Clipping the box (buxus) topiary karikomi, o-karikomi and hako-zukuri, is probably more time critical and weather dependent, than any other clipping or pruning.
Trimming the box (buxus) topiary karikomi, o-karikomi and hako-zukuri, involves cutting back the fresh new growth. When and how often this needs to be done very much depends on where you stand in the plant development cycle. That is does it still need to grow, higher, wider etc. or has it reached the right size en doe you need to keep it in shape and perhaps further perfect the shape.
The time frame can start in late spring, to encourage the development of side shoots. These shoots can then be cut in mid summer closer to the shape you wish. Then depending on further growth development the plants can be given a final shaping and tidy up if necessary in early autumn. Be aware to not do this too late in autumn.
Extra precautions are required due to a number of reasons.
- Although it is a very satisfying activity we do not necessarily want to do this too often. There is a large very well-defined surface that needs to be clipped hence we try to limit this to an absolute minimum. If it can be limited to 2 times or even 1 time per year then that is our aim.

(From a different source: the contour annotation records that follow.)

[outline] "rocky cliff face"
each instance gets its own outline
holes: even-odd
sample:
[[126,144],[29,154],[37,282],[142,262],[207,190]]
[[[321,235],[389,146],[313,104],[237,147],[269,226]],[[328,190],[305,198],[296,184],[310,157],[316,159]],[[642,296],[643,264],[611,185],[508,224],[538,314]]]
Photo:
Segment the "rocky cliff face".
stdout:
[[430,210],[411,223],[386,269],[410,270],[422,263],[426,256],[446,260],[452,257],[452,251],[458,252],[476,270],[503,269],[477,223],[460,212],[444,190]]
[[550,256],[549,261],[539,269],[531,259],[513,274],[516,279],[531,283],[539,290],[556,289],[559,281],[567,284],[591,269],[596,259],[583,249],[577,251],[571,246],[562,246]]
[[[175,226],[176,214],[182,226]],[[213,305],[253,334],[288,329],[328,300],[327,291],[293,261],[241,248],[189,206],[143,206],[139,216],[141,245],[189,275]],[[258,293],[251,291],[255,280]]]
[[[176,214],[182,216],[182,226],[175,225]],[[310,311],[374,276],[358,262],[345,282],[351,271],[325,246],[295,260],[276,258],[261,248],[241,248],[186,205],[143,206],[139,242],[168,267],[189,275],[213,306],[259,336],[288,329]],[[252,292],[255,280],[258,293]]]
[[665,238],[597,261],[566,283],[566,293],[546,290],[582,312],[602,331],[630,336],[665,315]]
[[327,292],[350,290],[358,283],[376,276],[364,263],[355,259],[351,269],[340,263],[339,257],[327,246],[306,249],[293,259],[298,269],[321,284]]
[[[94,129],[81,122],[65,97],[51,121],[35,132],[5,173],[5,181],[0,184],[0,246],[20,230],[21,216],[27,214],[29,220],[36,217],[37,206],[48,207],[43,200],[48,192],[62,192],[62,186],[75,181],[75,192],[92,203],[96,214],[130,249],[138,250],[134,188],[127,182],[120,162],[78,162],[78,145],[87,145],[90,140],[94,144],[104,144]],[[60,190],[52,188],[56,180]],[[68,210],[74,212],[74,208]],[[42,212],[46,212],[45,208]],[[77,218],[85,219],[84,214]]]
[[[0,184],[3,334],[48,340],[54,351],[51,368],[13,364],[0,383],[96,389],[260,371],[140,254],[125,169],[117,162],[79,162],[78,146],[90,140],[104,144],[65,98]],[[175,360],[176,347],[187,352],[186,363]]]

- These topiary all stand on tsukiyama groundcovers and on or close to the ginshanada or other gravel area.
We do not want the leafs to fall on the ground because removal and tidy-up is very cumbersome and labor intensive. That is why we cover the surrounding with plastic bags or sheetings.
- The tiny and light leafs get easily blown in the wind by the slightest breeze. If there is too much wind then they will get scattered through the garden even before they can hit the sheets or bags.
- Even when it is too breezy then the leafs will get blown off the sheets or the bags and sheets themselves will get blown around with the same undesirable result. And yes sometimes I lay “weights” on the sheets to prevent the latter. Point is that this involves extra effort and that the leafs will still be blown away and end-up beside the covers. Very annoying.
- If the plants are too wet, for instance as a result of dew, mist or rain or even due to sprinkling the evening before, than clipping will be very hard to do.
- Depending on the estimated time required to finish a single object the weather forecast must allow sufficient time to finish a job dry, that is without rain including the tidy-up.
- Preferably the weather forecast should not be too hot and dry. This can cause the clipped leafs to dry out and get brown edges or even brown leafs.